# Looking for s. Ga lease or club



## schleyhunter (Feb 8, 2012)

We are looking for a very well managed trophy club. Two guys both have wives and families looking for a 130" min trophy club. Location not crucial, however would like to stay around 1.5 hrs to 2 hrs from atl. Both have electric carts and understand the importance of wind, low pressure and hunting trophy bucks. Call or pm ifyou have something we may be interested in. 770-560-7046. Prefer camp with power and water....


----------



## schleyhunter (Feb 12, 2012)

We are very serious trophy hunters.
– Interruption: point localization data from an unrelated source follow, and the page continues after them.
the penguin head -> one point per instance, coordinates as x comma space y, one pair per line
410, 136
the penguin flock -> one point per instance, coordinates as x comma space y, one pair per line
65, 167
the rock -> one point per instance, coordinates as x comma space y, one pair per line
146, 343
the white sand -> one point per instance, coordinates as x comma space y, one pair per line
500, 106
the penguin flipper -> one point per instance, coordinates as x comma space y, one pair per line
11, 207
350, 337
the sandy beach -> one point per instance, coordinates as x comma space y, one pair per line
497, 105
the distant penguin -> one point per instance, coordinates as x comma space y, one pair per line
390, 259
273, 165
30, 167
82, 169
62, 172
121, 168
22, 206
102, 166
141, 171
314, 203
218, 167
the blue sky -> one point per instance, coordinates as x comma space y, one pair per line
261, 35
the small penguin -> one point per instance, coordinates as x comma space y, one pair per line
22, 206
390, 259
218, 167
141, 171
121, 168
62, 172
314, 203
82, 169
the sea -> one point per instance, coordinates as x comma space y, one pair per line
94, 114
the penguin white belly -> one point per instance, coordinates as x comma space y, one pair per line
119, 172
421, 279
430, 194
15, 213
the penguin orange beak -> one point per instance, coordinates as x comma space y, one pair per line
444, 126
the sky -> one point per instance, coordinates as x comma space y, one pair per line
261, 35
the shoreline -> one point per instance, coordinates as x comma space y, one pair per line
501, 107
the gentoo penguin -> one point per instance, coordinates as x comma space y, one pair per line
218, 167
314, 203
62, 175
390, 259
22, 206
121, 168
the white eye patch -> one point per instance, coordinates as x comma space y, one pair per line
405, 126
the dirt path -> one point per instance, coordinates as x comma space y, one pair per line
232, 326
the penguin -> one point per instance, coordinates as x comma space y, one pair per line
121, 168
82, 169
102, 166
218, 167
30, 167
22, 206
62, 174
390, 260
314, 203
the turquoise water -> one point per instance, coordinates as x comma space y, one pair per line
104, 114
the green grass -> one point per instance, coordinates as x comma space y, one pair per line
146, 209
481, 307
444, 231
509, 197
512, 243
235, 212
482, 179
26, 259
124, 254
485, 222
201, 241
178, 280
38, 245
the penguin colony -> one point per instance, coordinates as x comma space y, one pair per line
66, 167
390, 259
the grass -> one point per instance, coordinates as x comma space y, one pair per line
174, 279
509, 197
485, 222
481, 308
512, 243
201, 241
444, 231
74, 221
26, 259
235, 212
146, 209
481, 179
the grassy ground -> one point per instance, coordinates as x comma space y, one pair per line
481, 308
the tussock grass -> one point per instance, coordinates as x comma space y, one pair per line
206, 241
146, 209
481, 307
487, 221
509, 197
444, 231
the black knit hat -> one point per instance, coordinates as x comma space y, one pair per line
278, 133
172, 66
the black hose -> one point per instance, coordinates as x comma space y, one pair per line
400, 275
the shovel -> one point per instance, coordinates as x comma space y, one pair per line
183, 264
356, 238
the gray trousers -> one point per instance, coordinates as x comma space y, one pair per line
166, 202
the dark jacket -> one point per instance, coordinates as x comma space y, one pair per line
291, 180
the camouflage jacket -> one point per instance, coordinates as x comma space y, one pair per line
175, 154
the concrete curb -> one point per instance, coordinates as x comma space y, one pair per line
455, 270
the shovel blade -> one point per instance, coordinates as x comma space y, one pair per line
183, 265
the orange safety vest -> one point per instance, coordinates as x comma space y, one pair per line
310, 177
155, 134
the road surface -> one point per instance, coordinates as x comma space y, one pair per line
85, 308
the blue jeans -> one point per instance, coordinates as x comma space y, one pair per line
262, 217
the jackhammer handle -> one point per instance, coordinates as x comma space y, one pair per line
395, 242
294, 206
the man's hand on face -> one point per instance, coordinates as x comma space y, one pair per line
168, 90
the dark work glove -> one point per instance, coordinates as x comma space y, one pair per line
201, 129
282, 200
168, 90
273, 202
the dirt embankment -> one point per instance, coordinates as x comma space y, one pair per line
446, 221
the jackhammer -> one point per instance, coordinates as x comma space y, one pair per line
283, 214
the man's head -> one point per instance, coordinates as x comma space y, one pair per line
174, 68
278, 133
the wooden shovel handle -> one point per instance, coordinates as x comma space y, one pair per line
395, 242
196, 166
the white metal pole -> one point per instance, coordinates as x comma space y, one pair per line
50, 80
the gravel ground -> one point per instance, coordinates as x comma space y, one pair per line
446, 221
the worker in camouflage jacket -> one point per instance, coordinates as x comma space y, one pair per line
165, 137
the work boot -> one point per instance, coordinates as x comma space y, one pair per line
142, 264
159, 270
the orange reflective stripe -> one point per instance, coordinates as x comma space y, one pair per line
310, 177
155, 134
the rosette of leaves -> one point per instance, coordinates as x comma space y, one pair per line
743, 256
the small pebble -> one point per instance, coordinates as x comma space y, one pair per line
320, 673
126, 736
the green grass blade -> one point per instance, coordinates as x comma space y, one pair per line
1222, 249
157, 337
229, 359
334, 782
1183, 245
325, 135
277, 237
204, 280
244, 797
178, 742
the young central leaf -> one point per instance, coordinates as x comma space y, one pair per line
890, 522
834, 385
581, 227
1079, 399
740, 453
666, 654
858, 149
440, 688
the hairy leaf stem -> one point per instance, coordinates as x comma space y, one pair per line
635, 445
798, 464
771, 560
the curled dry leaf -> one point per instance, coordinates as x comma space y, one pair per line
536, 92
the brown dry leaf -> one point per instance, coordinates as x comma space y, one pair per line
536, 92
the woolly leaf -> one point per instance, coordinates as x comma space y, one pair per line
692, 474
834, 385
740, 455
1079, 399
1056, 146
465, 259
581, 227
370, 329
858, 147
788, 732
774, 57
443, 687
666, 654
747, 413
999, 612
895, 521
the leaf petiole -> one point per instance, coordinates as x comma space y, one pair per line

Looking to join a club with the same minded people.


----------



## Buck killers Wife (Feb 12, 2012)

How much are yall looking to spend joining a club like that, ball park!
Does the wife and family hunt with you on this low pressured place? thanks


----------



## schleyhunter (Feb 12, 2012)

Budget is negotiable, depending on area and property... I have a son that is 11 that hunts with me and has since he was 2. Good trophy hunter. Other guy has a son, but not much into hunting, about to leave to go to college.


----------



## Buck killers Wife (Feb 12, 2012)

Has your son ever harvested a good one? Thats our goal where we hunt.Do u sit with him or very close.Has he ever killed a deer?


----------



## schleyhunter (Feb 12, 2012)

Yes, my son has kileed 12 to 15 deer. he killed his first one when he was 4, and has killed 2 bucks over 125. yes he hunts with me, I have just this year started letting him hunt within a few hundred yards of me. why do you ask, what kind of land do you have?


----------



## Buck killers Wife (Feb 12, 2012)

We have some land in Quitman co. We just hunt deer by Ga law there.Your son is a good hunter . Hope yall fine a place.


----------



## schleyhunter (Feb 12, 2012)

Thanks


----------



## schleyhunter (Feb 17, 2012)

Guess there isnt a whole lot of these kind of clubs needing members. Please keep me posted if anyone knows of you or has one with memberships available.


----------



## schleyhunter (Feb 26, 2012)

Ok, Just wondering if anyone knows of any good trophy clubs out. Very serious hunters looking.


----------



## Allen Waters (Feb 27, 2012)

I have a club you might be interested in.


----------



## schleyhunter (Feb 29, 2012)

AWBOWHUNTER said:


> I have a club you might be interested in.



Haha, u are funny....


----------